Outcome prediction is often seen as the 'holy grail' of medical image analyses. Once we are able to accurately predict the outcome of an individual patient, we are able to find the set of clinical variables, such as sex, age, hypertensive status, etc., which allows us to predict the disease progression. This in turn then enables early interventions and targeted therapy which will ultimately help us to improve patient's lives. However, outcome prediction is very challenging. Even if we look at two very similar patients, meaning from the same country, same age, same sex, similar lifestyles, have a stroke in roughly the same area of the brain, their outcome can be vastly different. This suggests that an underlying mechanism exists, which influences patient recovery, but which we are unable to identify and measure at this point.
In the second aim of this project, our aim is to characterize the remaining brain reserve of stroke patients. The full scientific publication is freely available here. Brain reserve represents in simple terms the capability of the brain to compensate for negative effects. Clinicians, for example, often observe 'patients' who do not exhibit any symptoms, however, demonstrate clear pathology in their examination. The big question then was, how do we describe this phenomenon? Brain reserve is rooted in the threshold theory, which states that brain pathology must reach a certain threshold before symptoms show, where this threshold can be patient specific. This can be visualized as a bucket in the brain which slowly fills up with water (reserve), until it overflows (symptoms show). The water in the bucket subsequently represents information on how many negative effects are already being compensated, such as advanced age, disease states such as hypertension, and potentially genetic contributions. Each new disease or insult then adds water to this buckets, where symptoms manifest themselves, once the bucket 'overflows'.
Generally, we can differentiate between two types of reserve; the structural/biological reserve and the functional/cognitive reserve. Cognitive reserve is based on the observation that, for example, higher education can be protective against neurodegenerative diseases, which might be seen as a muscle, which, through a 'workout', gets stronger, and subsequently increases the total reserve or capacity to compensate for negative effects. On the other hand, the brain reserve may get 'occupied' with each insult or disease a patient encounters. Ultimately, we are interested in the effective reserve, which is a term to describe the 'unoccupied' reserve left with which a new disease can be compensated.

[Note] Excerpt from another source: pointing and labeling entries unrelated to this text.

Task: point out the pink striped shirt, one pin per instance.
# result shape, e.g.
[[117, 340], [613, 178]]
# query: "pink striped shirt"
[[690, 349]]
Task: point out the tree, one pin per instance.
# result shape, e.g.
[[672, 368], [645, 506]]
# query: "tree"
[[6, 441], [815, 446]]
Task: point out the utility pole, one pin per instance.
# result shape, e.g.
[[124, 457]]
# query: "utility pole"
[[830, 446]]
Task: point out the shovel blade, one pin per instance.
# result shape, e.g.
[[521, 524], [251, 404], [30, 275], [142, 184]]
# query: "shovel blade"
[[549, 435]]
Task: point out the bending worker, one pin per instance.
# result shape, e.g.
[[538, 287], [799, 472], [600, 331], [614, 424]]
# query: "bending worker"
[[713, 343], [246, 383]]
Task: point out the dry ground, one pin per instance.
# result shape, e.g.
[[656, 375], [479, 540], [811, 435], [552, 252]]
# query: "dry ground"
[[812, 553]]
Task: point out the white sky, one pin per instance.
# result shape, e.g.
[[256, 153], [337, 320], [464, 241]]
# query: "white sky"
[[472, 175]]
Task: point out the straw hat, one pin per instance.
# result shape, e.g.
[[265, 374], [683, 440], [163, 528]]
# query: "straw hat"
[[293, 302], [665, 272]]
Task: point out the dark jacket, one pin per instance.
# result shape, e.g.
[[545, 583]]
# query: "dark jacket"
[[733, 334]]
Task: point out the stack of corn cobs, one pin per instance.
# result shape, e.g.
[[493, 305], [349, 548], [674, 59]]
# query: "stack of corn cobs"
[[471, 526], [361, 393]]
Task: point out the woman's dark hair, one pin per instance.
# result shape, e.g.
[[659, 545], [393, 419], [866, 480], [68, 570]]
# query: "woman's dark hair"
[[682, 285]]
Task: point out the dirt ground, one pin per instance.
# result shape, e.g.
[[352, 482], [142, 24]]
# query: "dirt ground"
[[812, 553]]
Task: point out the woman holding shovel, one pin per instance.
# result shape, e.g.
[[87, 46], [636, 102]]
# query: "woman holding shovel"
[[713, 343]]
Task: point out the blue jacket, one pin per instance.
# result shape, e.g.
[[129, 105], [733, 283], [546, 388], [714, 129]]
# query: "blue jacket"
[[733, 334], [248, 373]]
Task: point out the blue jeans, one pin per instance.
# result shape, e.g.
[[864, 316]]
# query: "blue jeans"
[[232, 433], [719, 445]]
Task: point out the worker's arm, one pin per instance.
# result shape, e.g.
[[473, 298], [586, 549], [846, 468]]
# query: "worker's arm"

However, measuring effective reserve is difficult, considering we are describing a fuzzy concept that we do not fully understand yet. Nonetheless, by using latent variable models, we can start describing the effect.
Where there is smoke, there is fire.
Latent variable models are based on the idea that we can describe the 'fire' by looking at the 'smoke'. This means that we are using indirect measures of this latent variable to characterize it. In the literature, effective reserve, as it refers to the remaining brain reserve, is related to the brain volume of a person, where it is assumed that larger brain volumes relate to larger number of neurons. In addition, we already observe that the older a patient is, the less likely it is that a compensation of the negative effects is going to be successful. As we are working in stroke populations, we also included the assumption that the systolic blood pressure (SBP; the lower of the two blood pressure measures) at time of admission is related to the effective reserve. If the model of effective reserve is correct, we would expect to see a negative association between itself and the modified Rankin Scale (mRS) score, where lower values correspond to better outcomes (in simple terms, the higher the effective reserve, the better the outcome).
Utilizing the power from the Genes Affecting Stroke Risk and Outcomes Study (GASROS) study, which was started with the aim to genetic factors that contribute to stroke risk and outcome, of which a total of 453 patients were eligible for our investigation into effective reserve. The model, which includes effective reserve and was fit to the data can be seen in the figure above. Importantly, we did not included any directionality in the relationships (shown as small numbers on top of the arrows), which means, for example, that we did not specify that effective reserve should be associated with a positive outcome. However, our model indicates that intracranial volume (ICV), as a surrogate measure of maximum brain size over the life-span, increases effective reserve. Similarly we observe negative effects of age and systolic blood pressure on the remainder of the brain reserve, while reproducing known associations between age and white matter hyperintensity volume (WMHv), systolic blood pressure and white matter hyperintensity volume, and acute lesion volume (DWIv) and outcome.
In an attempt to answer this question, we investigated if effective reserve might be related to vascular health, considering the patient population we are studying. In our population we had additional information on hypertensive (HTN) status, which we used as a proxy of the overall vascular health, under the assumption that better vascular health is present in those not exposed to long-term effects of hypertension (i.e., non-hypertensive patients). In this study, we saw a significant group difference, suggesting that non-hypertensive patients exhibit higher effective reserve. This means that effective reserve may indeed be representative of vascular health, however, future studies are necessary to confirm the vascular health theory. Nonetheless, we were able to show that effective reserve is related to better functional post-stroke outcome, which can help to create patient specific disease models and ultimately aid in the prediction of long-term patient outcome.